"'It was between half-past seven and eight,' said a fireman, 'and as I was off duty I came out on deck for a blow. The force of the explosion threw me along the deck for some yards.'"—Daily Paper.
"This is indeed a blow," said the gallant stoker—we don't think.
"HENRY, I WISH YOU WOULD WRITE TO THE URBAN COUNCIL AND TELL THEM TO SEND A DUSTMAN WHO TURNS HIS TOES IN. OUR ROCK BORDER'S BEING COMPLETELY RUINED!"
OUR BOOKING-OFFICE.
(By Mr. Punch's Staff of Learned Clerks.)

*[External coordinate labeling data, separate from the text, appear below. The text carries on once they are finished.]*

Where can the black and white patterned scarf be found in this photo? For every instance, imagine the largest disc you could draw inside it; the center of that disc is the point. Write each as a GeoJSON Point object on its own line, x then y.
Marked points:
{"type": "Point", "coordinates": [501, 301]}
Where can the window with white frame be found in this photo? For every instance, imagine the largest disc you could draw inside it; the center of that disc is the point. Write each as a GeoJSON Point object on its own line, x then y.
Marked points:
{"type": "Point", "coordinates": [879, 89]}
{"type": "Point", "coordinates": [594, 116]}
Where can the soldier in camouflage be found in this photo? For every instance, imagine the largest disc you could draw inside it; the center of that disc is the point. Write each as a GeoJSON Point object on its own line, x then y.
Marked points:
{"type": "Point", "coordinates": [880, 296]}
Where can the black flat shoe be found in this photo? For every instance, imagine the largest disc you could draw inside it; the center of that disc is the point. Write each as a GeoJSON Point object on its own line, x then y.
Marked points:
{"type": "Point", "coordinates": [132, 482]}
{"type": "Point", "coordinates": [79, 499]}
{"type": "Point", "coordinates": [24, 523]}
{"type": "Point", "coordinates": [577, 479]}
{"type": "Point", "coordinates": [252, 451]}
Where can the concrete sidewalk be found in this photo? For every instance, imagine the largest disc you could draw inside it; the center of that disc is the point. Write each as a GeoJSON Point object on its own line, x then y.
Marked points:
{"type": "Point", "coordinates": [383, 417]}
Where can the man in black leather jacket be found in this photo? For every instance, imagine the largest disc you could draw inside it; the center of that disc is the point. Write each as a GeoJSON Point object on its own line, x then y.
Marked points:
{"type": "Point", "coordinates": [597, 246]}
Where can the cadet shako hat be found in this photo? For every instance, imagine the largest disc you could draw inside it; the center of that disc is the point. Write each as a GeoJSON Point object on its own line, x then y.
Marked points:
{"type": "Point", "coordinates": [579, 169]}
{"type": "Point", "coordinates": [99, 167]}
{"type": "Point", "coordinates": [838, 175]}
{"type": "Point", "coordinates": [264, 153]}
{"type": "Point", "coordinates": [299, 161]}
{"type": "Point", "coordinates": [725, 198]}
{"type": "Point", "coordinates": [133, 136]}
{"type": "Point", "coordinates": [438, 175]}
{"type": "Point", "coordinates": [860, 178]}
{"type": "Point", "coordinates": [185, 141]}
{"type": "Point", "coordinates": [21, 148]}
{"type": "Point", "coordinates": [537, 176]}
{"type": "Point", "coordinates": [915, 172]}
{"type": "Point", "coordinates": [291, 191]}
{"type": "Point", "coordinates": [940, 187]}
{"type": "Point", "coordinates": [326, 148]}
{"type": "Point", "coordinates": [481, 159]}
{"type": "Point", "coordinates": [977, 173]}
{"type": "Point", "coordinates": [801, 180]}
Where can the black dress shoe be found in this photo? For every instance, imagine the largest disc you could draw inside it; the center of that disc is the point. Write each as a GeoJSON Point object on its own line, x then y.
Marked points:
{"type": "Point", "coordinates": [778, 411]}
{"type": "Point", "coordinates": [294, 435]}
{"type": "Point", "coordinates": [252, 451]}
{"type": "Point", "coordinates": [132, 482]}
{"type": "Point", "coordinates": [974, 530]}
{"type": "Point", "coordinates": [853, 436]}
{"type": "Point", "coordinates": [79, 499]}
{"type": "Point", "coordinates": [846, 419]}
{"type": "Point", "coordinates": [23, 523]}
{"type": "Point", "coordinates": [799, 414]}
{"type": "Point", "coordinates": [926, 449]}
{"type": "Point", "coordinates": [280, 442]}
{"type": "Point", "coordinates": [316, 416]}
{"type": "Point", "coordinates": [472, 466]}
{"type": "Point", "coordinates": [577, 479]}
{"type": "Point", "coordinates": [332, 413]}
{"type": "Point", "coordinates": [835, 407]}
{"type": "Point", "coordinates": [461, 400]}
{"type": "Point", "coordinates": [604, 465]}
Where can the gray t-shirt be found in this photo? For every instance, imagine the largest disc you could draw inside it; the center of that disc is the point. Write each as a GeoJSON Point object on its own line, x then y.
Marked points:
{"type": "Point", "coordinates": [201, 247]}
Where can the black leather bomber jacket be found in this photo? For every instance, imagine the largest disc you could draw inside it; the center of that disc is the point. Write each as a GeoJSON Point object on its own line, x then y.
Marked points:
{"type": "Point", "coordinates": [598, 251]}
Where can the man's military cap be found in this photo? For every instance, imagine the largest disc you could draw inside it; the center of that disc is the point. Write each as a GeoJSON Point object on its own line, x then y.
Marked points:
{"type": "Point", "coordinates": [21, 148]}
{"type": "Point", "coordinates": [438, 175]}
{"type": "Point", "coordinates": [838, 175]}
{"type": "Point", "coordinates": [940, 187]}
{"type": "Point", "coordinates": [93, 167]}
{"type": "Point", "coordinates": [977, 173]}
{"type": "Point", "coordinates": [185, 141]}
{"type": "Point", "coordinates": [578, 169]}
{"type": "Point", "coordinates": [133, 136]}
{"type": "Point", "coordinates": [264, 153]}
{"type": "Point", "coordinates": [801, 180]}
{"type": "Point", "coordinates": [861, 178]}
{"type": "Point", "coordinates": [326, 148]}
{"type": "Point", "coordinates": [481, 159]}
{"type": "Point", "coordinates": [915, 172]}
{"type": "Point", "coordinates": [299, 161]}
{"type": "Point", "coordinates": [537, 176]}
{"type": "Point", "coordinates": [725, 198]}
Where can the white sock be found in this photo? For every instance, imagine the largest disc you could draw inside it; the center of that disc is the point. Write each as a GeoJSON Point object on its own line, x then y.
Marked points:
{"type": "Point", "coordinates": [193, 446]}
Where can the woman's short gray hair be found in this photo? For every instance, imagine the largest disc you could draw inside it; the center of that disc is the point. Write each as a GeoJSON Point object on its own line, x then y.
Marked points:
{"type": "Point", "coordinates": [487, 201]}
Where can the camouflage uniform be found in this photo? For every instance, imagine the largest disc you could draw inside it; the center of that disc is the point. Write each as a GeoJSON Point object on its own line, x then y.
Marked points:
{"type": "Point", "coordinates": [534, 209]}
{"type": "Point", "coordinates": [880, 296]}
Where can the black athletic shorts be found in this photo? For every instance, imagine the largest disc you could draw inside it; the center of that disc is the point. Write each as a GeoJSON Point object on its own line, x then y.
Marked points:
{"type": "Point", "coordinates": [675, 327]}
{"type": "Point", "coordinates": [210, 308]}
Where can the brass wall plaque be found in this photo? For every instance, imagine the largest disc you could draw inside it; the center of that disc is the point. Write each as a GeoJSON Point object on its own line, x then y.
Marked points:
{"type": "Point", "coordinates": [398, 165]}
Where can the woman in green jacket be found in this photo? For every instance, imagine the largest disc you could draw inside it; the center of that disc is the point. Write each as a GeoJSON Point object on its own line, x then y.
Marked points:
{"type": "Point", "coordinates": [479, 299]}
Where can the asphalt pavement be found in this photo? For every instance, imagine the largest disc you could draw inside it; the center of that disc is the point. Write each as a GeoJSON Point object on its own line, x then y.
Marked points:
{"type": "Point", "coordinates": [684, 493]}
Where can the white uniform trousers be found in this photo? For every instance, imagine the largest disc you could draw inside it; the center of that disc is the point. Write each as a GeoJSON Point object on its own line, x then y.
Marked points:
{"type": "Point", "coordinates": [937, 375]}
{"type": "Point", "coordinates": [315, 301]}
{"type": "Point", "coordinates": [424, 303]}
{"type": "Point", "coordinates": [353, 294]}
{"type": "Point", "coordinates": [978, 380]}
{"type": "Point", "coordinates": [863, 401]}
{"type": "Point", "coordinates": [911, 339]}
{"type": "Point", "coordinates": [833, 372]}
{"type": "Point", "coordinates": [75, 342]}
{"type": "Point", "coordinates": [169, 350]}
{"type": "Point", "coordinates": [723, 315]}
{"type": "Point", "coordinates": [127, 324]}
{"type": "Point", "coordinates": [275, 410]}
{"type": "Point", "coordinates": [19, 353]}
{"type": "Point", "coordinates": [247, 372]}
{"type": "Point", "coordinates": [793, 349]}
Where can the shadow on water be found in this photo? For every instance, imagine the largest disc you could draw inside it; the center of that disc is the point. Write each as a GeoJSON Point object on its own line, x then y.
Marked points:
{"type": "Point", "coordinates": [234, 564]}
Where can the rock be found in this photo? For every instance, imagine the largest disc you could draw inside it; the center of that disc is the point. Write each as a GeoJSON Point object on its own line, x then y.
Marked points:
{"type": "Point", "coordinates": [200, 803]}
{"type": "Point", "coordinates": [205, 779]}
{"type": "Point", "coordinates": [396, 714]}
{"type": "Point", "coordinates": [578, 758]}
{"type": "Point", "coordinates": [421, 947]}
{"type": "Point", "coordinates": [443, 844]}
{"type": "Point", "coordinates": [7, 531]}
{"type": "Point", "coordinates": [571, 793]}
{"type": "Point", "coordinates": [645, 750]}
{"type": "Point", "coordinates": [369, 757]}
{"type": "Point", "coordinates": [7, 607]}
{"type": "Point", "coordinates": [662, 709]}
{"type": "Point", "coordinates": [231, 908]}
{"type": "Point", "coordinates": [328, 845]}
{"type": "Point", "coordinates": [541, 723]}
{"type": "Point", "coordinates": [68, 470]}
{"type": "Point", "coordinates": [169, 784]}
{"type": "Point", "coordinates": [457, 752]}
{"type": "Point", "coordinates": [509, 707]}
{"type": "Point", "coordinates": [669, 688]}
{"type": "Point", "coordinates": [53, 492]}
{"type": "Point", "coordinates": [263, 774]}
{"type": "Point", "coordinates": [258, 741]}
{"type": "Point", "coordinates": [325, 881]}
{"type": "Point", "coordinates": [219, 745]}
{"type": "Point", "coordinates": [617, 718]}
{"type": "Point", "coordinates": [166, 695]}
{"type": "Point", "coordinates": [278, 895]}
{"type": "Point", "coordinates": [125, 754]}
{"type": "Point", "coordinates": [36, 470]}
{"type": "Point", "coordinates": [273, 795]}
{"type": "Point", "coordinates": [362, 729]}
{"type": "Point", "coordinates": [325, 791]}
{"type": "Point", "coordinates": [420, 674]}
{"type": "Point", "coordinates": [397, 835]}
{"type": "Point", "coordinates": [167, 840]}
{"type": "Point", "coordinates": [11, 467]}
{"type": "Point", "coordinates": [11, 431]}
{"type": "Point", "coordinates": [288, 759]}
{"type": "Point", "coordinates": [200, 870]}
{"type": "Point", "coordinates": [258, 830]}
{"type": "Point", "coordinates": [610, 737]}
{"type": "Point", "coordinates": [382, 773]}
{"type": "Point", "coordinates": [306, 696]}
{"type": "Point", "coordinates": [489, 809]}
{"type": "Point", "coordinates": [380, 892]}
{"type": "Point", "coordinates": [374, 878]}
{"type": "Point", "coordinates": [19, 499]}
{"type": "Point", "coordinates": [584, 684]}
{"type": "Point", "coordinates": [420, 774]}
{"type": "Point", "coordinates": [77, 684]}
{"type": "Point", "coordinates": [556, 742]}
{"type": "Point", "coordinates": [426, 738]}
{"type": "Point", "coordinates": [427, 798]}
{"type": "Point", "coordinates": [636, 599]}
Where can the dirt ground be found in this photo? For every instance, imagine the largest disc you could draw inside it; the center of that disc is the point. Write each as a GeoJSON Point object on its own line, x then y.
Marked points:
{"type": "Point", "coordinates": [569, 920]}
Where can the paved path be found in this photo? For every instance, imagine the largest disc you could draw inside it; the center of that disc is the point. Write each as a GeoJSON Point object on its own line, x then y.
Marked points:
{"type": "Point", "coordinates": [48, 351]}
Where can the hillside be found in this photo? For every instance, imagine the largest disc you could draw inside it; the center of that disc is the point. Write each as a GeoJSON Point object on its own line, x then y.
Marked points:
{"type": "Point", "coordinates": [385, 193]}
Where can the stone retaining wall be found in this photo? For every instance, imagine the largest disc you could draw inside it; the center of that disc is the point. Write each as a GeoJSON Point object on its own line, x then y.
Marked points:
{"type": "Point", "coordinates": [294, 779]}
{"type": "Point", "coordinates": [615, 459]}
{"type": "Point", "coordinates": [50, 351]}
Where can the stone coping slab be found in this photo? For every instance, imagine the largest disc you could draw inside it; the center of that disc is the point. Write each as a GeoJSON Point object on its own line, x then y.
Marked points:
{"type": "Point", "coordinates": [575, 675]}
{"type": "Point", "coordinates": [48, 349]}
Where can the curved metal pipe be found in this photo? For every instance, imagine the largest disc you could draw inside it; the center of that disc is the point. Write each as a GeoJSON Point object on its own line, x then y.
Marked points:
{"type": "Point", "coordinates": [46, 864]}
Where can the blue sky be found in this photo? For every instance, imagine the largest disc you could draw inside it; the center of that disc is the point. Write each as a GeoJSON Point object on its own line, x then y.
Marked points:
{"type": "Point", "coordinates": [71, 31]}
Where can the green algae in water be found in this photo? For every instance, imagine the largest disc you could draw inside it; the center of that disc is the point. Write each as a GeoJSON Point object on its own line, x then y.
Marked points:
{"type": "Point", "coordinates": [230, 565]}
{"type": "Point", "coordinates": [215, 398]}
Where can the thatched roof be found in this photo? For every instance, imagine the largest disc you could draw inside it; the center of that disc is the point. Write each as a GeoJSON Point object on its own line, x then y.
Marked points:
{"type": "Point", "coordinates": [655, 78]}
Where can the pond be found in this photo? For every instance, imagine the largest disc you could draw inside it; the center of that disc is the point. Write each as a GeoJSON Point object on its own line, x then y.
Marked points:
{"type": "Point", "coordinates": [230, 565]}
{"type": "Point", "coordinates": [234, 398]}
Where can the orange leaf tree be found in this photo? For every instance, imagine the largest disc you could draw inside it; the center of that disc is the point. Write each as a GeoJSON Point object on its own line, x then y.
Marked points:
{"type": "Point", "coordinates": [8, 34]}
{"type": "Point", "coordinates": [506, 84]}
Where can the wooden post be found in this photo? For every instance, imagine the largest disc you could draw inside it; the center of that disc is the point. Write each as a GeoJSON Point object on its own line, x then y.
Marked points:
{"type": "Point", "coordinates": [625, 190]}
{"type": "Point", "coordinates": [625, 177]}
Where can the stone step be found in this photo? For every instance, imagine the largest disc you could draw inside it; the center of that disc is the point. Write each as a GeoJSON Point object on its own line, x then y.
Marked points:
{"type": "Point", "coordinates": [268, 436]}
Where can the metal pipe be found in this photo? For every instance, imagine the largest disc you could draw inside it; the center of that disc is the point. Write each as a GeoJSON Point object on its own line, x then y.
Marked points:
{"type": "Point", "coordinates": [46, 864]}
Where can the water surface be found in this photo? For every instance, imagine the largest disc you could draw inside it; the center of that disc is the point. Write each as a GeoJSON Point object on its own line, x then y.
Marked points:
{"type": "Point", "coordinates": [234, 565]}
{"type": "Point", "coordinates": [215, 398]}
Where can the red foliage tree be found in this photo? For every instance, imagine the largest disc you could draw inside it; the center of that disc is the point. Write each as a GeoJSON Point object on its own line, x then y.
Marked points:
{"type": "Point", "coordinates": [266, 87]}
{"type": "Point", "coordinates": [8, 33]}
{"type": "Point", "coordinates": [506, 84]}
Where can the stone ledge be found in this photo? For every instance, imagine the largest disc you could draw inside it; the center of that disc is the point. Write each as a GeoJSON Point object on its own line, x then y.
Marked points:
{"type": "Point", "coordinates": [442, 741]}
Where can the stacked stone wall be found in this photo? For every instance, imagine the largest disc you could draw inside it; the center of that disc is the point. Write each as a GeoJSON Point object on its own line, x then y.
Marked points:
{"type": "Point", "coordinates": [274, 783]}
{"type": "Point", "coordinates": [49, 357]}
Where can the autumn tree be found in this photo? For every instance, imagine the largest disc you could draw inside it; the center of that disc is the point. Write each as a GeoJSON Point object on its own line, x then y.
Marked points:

I have the feeling that when Mr. RUDYARD KIPLING called his new volume A Diversity of Creatures (MACMILLAN) he was rather taking the word out of my mouth, or the sword out of my hand, or whatever one does for the confusion and discomforting of critics. Because it is just the extreme diversity of the tales herein which, while providing (as they say) something for all tastes, makes it very hard to appraise the book as a whole. In form it follows the KIPLING convention, endeared to us by so much pleasure, of sandwiching prose and verse, the poems echoing the idea of the tale that has preceded them, and themselves likely to prove for many the most attractive pages of the book. As for the stories, here we get diversity indeed; and not of theme alone. It is, of course, almost impossible for anything signed by Mr. KIPLING to be wholly commonplace, but I am bound to admit that there is at least one of the collection (which, pardon me, I do not mean to name) that makes a notable effort in that direction. Also there are two of which one can honestly say that no other pen could have written them with anything like such finished art—The Village that Voted the Earth was Flat, which one might call a fantasia upon Publicity, and (to my mind the best thing in the volume) My Son's Wife, an exquisitely humorous and cunning study in the Influence of Landed Estate upon a Modern. If this definition strikes you as obscure, read the story and you will understand. For the rest, as I said above, all tastes are catered for; so that the rival schools who admire Mr. KIPLING most as the creator of Plain Tales, or Stalky or Puck, will each receive encouragement and support; while, if there be those who prefer the pot-boiler undisguisable, they too will not find themselves altogether neglected.